What Are You Missing? April 3-16
1. Theater owners have responded angrily to the studios’ premium VOD plans, with AMC Theaters issuing vague threats and some predicting theaters would curtail in-theater advertising for films with VOD deals, which one investment bank says gives theaters a leverage edge (a intriguing issue to debate), plus theaters now have James Cameron on their side. Meanwhile, theaters are turning to other forms of entertainment to fill seats, plus some better food, but they’re also saying goodbye to projectionists.
2. Dish Network bought Blockbuster, for some good reason, I’m sure. Redbox says research shows that discs will still be the dominant home media format at least until 2015 (seems possible that legal issues with streaming will still be mired in legal arguments then too), and Best Buy says the DVD rental delay has helped sales. MG Siegler argues that Blockbuster’s problem wasn’t the decline of physical media but resting on its laurels as Netflix invaded, a lesson even the biggest of companies today need to heed. Comcast must have read that, getting up on its haunches amid claims that Netflix dominates digital movie distribution, while some indie studios are getting wary of Netflix’s treatment of their films.
3. AOL has once again been unceremoniously awful to writers, this time in gutting Cinematical, thus bringing about the end of an era. The Academy of Motion Pictures Arts and Sciences says it’s starting a new era with a revamped executive structure, with former Film Independent head Dawn Hudson installed as CEO. And conservatives are yet again trying to forge their own era within Hollywood, but Hollywood’s just worried about targeting the mere 11% of us who attend movies frequently.
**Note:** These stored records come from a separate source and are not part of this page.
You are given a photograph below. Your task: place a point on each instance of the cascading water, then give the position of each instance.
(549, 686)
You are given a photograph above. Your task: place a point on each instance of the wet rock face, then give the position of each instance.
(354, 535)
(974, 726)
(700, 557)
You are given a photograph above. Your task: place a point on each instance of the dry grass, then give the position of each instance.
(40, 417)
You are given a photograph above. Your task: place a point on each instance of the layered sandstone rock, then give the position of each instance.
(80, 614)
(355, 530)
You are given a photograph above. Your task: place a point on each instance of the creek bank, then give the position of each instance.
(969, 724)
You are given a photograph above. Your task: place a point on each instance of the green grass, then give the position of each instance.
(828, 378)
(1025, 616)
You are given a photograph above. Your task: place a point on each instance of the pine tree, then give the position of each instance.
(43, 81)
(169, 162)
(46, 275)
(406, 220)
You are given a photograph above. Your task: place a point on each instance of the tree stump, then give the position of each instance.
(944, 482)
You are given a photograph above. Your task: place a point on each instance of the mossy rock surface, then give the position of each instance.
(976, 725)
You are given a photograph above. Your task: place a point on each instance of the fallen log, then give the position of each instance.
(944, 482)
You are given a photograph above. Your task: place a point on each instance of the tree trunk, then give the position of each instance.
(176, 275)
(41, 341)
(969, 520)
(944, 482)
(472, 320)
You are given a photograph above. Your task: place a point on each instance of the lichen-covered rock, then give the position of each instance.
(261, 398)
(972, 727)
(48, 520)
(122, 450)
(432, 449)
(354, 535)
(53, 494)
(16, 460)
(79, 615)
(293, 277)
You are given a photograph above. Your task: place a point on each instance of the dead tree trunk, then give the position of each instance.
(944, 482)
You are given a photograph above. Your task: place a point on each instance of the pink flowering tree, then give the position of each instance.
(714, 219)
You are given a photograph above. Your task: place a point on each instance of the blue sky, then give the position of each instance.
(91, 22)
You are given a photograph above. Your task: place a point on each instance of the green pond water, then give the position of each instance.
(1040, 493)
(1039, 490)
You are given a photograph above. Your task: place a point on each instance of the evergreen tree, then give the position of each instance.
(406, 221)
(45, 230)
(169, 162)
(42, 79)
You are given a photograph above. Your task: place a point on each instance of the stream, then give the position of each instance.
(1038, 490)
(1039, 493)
4. We were told Guitar Hero was dead; apparently it’s not, it’s only mostly dead. GameStop is trying to keep from dying by forging new digital distribution options, while EA Sports is enabling cloud-stored profiles for all of its games. Also new in gaming is an MTV videogame division for tie-ins with Spike and Comedy Central shows (Colbert-Stewart Mortal Kombat!) and an entry point into the Grammy Awards for videogame music, though Alejandro Quan-Madrid questions the implications of this change (and other Grammys changes are being decried). Finally, the FBI has its eyes on gaming fraud, shutting down three major poker websites with indictments and raiding a college student apartment over virtual currency fraud that might even tie in with terrorism.
5. Music labels and services continue to argue: Amazon insists its cloud service will pay off for labels (and Amazom is totally reputable these days); Spotify has put limits on its free music, which it will similarly have to do once it comes to the US any day now; and Google’s just about ready to give up altogether. Maybe Perry Farrell can save us all. Meanwhile, music sales haven’t been quite as terrible lately, and the bids for Warner Music suggest optimism, but stats showing that kids don’t like to pay for their music are surely cause for concern. Bonus link: a Nielsen study on global music consumption.
6. Internet advertising had a record year last year, and search marketing is expected to grow this year. Bing is claiming an increasing share of the search market (apparently taking away from Yahoo and not Google), while check-in services may decline in 2011. And Congress has plans to meddle with the internet, including on net neutrality, internet sales taxes, and privacy. Looking back, Reuters takes an in-depth look at where News Corp went wrong with MySpace.
7. YouTube draws in more viewers than Netflix, but Netflix keeps them there for longer, and Mark Cuban insists that Netflix is hurting YouTube. Google is thus reorganizing YouTube into more a of TV viewing experience, fostering live streaming partnerships, adding a stage for live performances, and supporting new-generation studios. YouTube is also getting all schoolteachery with copyright violators.
8. Fortune digs deeply into troubles at Twitter, and others agree the service is headed for trouble, but Twitter’s co-founder responds that this is just the press finally getting around to a predictable backlash, and changes are being made, plus Twitter is still growing. A serious competitor may be on the horizon, though.
9. We’re not done with the Winklevii yet, as the twins lost an appeal ruling but vow to keep fighting. That other guy is still going after Zuckerberg for Facebook ownership too. Facebook is ignoring all of this, too busy with counting its increasing ad revenue and forging ahead with apparent plans to conquer China, but Kai Lukoff says Facebook needs to heed lessons from MySpace’s China failure.
10. Some good News for TV Majors links from the past two weeks: AMC & OLTL Cancelled, Women Changing Habits, Univision Plans, Fox Threats, Genachowski Speeches, Oprah Finale Rates, Development Buzz, Cord Shaving, Comedy Central Profile, Cable Mistake, iPad Court Battle, TV Show Complaints, Beck Exiting, Mad Men on Netflix, Couric Leaving.